Food science as a distinct discipline is not quite a century old, but aspects of it have existed for centuries. Appert's development in 1810 of the process of canning (1) was an epochal event. The process wasn't called canning then, and Appert himself did not really know the principle upon which his process depended, but canning has had a major impact on food preservation ever since its development. It was the first of the purposely invented processes. Other methods developed earlier, such as drying and fermentation, go back to antiquity and were a result of the evolution of procedures over centuries rather than the purposeful application of the scientific method. Pasteur's study on the spoilage of wine and his description in 1864 (2,3) of how to avoid such spoilage persists not only because of the scientific importance of his findings but also because the term, pasteurization, is so much a part of our vocabulary. There were other early studies on food spoilage. In 1897 Prescott and Underwood published a seminal study of the spoilage of canned clams and lobsters (4). There was also a 1898 paper of theirs that dealt with the spoilage of canned corn. Russell (5) carried out what is now believed to be the first scientific work on spoilage of canned foods. He studied the amount of heat needed to preserve canned peas. His study, published in 1895, was little noticed for some time because it was buried in a report of the Wisconsin Agricultural Experiment Station (5).

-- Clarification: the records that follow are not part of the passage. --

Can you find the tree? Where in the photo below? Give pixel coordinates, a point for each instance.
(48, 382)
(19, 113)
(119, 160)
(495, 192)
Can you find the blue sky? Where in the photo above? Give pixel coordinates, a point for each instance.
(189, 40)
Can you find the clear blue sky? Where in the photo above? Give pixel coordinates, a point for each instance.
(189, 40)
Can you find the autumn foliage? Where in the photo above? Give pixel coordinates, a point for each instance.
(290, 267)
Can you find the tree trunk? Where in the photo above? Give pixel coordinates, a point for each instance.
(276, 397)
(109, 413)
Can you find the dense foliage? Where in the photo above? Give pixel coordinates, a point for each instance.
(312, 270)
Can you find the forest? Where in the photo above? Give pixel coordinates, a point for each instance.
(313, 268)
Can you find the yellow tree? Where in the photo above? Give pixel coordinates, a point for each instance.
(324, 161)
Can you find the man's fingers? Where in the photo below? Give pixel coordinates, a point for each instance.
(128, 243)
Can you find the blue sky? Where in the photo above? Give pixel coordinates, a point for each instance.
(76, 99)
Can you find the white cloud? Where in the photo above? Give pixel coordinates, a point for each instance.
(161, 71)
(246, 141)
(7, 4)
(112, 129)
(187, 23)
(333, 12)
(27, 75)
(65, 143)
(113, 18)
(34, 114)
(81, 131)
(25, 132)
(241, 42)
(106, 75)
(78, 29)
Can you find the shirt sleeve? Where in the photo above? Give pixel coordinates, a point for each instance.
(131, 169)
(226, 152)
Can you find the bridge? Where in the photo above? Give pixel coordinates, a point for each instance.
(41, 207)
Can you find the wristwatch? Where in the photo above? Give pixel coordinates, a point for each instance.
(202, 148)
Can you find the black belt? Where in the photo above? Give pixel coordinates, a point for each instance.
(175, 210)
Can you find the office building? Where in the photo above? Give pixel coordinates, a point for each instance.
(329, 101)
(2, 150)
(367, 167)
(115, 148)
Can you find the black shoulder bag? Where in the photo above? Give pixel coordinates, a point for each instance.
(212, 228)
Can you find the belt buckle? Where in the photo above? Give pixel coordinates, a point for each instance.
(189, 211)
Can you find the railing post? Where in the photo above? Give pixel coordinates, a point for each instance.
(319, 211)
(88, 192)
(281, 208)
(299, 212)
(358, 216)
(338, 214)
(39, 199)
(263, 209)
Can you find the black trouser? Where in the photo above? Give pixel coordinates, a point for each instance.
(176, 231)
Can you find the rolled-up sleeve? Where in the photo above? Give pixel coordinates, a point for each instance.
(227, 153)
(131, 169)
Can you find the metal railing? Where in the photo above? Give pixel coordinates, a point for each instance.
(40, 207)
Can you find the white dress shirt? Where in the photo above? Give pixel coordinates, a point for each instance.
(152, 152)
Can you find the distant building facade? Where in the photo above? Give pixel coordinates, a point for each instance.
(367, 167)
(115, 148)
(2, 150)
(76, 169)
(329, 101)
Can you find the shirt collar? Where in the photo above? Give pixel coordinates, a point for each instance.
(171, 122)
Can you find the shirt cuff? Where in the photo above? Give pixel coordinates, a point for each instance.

A study initiated in 1920 that led to a truly scientific breakthrough was that of the National Canners Association (NCA; now called the National Food Processors Association). The NCA study (6) was the first to result in sound mathematical expressions for the amount of thermal energy needed to destroy microbial spores, the amount of heat put into a can and removed from it during heating and cooling, and a means of calculating the least amount of heat needed to destroy some specified number of spores in the can. Actually, there is no such thing as attaining a complete kill. One has to content oneself with the probability of there being one surviving spore. The usual level specified is 12D, or the probability of one container in 100 billion containing a viable spore.

The NCA study is a good illustration of fundamental scientific knowledge being discovered as an outgrowth of an investigation carried on for a very practical reason: to avert food spoilage and the risk of a Clostridium botulinum spore being able to grow out later and cause a very serious form of food intoxication (poisoning). Throughout the food field, the pharmaceutical industry, and others where sterility must be attained, the NCA study is the source of the knowledge needed.